Civil War Union Paymaster Luther Thayer Thurstin ledger. Folio, half leather with cloth boards, marbled end papers. 11 x 16.125 in.
This rare ledger is a physical relic of the tremendous monetary cost of the Civil War. It details payments made from the United States bullion and currency depository in Louisville, KY to Union troops. The partially printed ledger is completed and signed in manuscript by Major Luther Thayer Thurstin of the US Volunteers Paymaster’s Department. The duplicate ledger records the payments to various paymasters from the same department from January 1, 1862 through April 21, 1866. The payments throughout the ledger total $15,812,716.95.
Payments were tallied somewhat irregularly, generally two or three months apart. Costs began to inflate on September 30, 1863, doubling the previous months payments. Many regiments were fulfilling their initial three year enlistments and the Enrollment Act was passed in March 3, 1863. Also known as the Civil War Military Draft Act, it essentially introduced conscription to the Union Army. It also raised the bounty from $100 (in July 1861) to $300 for a three-year enlistment, raising costs considerably. The highest costs come on the ledger pages dated September 30, 1865, at the closing of the war, with payments reaching over six million dollars. The largest disbursement going to William Allen, Chief Paymaster in Washington DC.
Though the ledger details the monetary cost, it is not hard to see the human cost among the numbers. The Union enlisted 2,128,948 men during the war.
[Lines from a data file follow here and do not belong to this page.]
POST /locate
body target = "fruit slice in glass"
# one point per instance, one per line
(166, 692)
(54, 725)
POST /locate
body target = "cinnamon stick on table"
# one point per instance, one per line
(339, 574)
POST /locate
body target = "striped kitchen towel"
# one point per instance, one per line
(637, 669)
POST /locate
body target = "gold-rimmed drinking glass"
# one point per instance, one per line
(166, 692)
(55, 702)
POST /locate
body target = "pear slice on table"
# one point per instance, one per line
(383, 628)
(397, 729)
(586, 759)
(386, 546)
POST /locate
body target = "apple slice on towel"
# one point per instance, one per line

Privates were paid just $13 per month at the beginning of the war, raised to $16 by June 20, 1864. Line and staff officers were paid $15 more on average, and officers were paid more by rank. Throughout the ledger we typically only see the large payouts that would then be distributed among the regiments. There are some exceptions, however. Perhaps the smallest payment noted in the ledger is tucked among astronomical payments on September 30. It is for $2.65 made to Captain Jedidiah Cole of the 123rd US Colored Troops, “for effects of ded [sic] soldier named Anthony Campbell P. Co. C. 123 USCT.”
An additional separate document records “the sale of effects of soldiers who died in U.S. Genl. Hospital at Bardstown, KY.” The names of five soldiers are listed alongside unknown soldiers.
Bumped corners, cloth peeling with losses, various stains and dampstain, front board label lacking, scuffs, white residue on spine. Large stain and losses to page edges.